Financial stocks are not the place to be these days. With Merrill Lynch reporting yesterday a bigger-than-expected $7.9-billion write-off in its third quarter, the message was clear. The subprime problem extended to all types of financial institutions. In Merrill’s case, the loss came from write-offs mostly from its collateralized debt instruments.

Bank stocks may also be risky. Yesterday, Aastra Technologies sued HSBC Securities, a division of HSBC Bank, because it can’t redeem its short-term paper. Aastra has millions of dollars in notes that have come due but for which it cannot get its money back because of the turmoil in the commercial paper market. Banks could be on the hook for billions if clients start to sue for bad advice on the stability of commercial paper.

Construction, home improvement and home building stocks… forget it. They’ve fallen but not far enough. See NEWSFLASH below.

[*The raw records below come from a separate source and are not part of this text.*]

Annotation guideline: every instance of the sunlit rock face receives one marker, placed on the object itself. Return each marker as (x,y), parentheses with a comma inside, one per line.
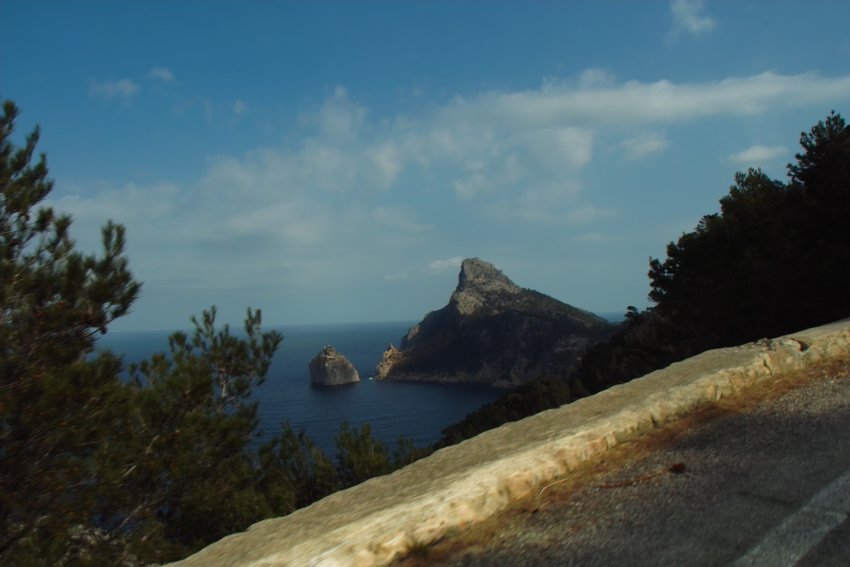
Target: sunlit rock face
(330,368)
(493,332)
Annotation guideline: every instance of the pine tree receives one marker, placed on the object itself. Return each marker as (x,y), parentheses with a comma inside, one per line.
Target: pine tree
(56,403)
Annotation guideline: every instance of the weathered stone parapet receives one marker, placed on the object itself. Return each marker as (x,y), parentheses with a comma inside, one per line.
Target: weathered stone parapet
(375,522)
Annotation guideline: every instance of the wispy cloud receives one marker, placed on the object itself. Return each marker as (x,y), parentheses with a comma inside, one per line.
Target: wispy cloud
(351,186)
(644,145)
(688,17)
(161,74)
(444,265)
(758,154)
(123,89)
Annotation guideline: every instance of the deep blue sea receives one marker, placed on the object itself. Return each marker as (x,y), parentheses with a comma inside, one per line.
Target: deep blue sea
(418,411)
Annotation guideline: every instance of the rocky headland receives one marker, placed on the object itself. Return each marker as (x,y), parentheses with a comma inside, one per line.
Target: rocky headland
(493,332)
(330,368)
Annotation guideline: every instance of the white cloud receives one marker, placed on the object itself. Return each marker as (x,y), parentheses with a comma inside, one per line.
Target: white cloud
(352,189)
(688,16)
(123,89)
(161,74)
(439,266)
(568,104)
(644,145)
(758,154)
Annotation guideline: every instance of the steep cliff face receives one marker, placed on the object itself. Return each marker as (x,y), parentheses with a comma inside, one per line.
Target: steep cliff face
(493,332)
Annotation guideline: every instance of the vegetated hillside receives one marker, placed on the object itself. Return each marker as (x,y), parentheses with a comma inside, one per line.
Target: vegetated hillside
(493,332)
(776,259)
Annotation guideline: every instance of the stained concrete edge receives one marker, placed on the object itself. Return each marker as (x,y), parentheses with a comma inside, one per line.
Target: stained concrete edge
(381,519)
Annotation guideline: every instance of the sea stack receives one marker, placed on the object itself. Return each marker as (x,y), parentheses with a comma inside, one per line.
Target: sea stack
(330,368)
(493,332)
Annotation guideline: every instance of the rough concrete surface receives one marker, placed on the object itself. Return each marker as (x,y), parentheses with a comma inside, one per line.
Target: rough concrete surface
(385,517)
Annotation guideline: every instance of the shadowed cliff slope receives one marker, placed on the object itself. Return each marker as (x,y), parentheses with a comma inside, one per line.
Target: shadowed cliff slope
(493,332)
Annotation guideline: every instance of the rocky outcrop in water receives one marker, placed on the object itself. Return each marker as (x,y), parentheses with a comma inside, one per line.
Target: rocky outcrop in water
(493,332)
(330,368)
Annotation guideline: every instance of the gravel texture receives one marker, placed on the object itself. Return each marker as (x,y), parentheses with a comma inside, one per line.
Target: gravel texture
(700,492)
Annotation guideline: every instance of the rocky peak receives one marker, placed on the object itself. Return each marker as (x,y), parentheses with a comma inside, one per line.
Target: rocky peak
(481,284)
(330,368)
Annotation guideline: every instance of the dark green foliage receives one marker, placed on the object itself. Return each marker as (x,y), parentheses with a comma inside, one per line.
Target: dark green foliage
(56,406)
(191,425)
(100,470)
(360,456)
(776,259)
(294,472)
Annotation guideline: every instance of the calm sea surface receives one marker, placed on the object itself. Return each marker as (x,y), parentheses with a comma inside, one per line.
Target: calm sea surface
(419,411)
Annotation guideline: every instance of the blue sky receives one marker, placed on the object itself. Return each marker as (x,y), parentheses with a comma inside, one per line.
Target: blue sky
(334,161)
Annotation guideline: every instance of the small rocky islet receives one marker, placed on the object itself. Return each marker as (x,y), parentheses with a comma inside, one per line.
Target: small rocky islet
(331,368)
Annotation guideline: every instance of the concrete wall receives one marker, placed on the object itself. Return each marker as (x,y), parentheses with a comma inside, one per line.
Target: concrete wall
(377,521)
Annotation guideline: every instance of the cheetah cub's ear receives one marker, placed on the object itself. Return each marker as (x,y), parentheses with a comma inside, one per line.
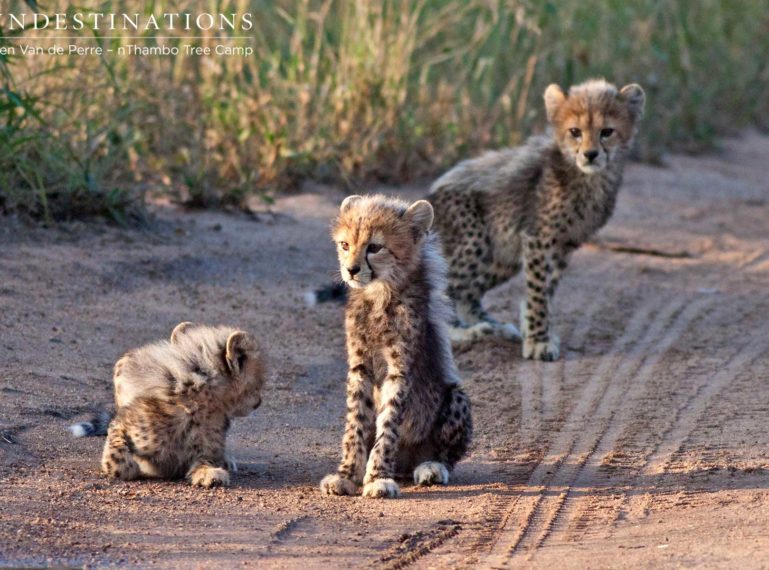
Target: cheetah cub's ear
(554,98)
(420,215)
(180,330)
(635,98)
(239,345)
(349,201)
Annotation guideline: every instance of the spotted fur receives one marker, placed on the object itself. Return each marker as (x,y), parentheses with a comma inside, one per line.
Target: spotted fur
(174,403)
(407,414)
(532,206)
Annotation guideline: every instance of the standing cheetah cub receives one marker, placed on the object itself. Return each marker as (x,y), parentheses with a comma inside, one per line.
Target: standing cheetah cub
(406,411)
(534,205)
(174,403)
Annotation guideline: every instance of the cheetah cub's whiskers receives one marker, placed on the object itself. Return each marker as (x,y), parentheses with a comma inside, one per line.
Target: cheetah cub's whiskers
(407,414)
(532,207)
(174,402)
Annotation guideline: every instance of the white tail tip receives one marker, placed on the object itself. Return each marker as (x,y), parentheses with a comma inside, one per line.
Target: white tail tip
(78,430)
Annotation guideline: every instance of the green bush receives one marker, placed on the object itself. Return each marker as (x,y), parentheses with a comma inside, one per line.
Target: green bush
(349,91)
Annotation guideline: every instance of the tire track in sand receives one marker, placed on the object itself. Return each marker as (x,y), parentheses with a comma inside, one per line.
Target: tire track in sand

Retail stocks… need to be careful here, too. If it’s one of those specialty stores with a strong up-and-coming brand (like the recent Lululemon offering), that’s one thing. But if we are talking the old, big retailers that sell to the masses, this could be risky, as the housing bust is definitely affecting the wallets of consumers. High oil prices are not helping the drive to the stores either.

Advertisement

What do we have here?

Franco-Nevada, a gold mining company, is set to raise $1.0 billion in its initial public offering. And rumor has it that investors are lining up to buy shares in Franco-Nevada. With royalty interests in 190 precious and base metal properties, investors see the company as a great play if you believe in rising commodity prices. (A 28- year high in gold prices doesn’t hurt demand for these types of stocks.)

Precious metal stocks are what’s hot right now and where I believe the smart money is moving to.

NEWSFLASH: Sales of existing homes fell eight percent in September, according to the National Association of Realtors, twice the fall housing analysts had expected. The median price of homes in the U.S. is down 4.2% over a one-year period. The carnage in the housing market continues, with no end in sight.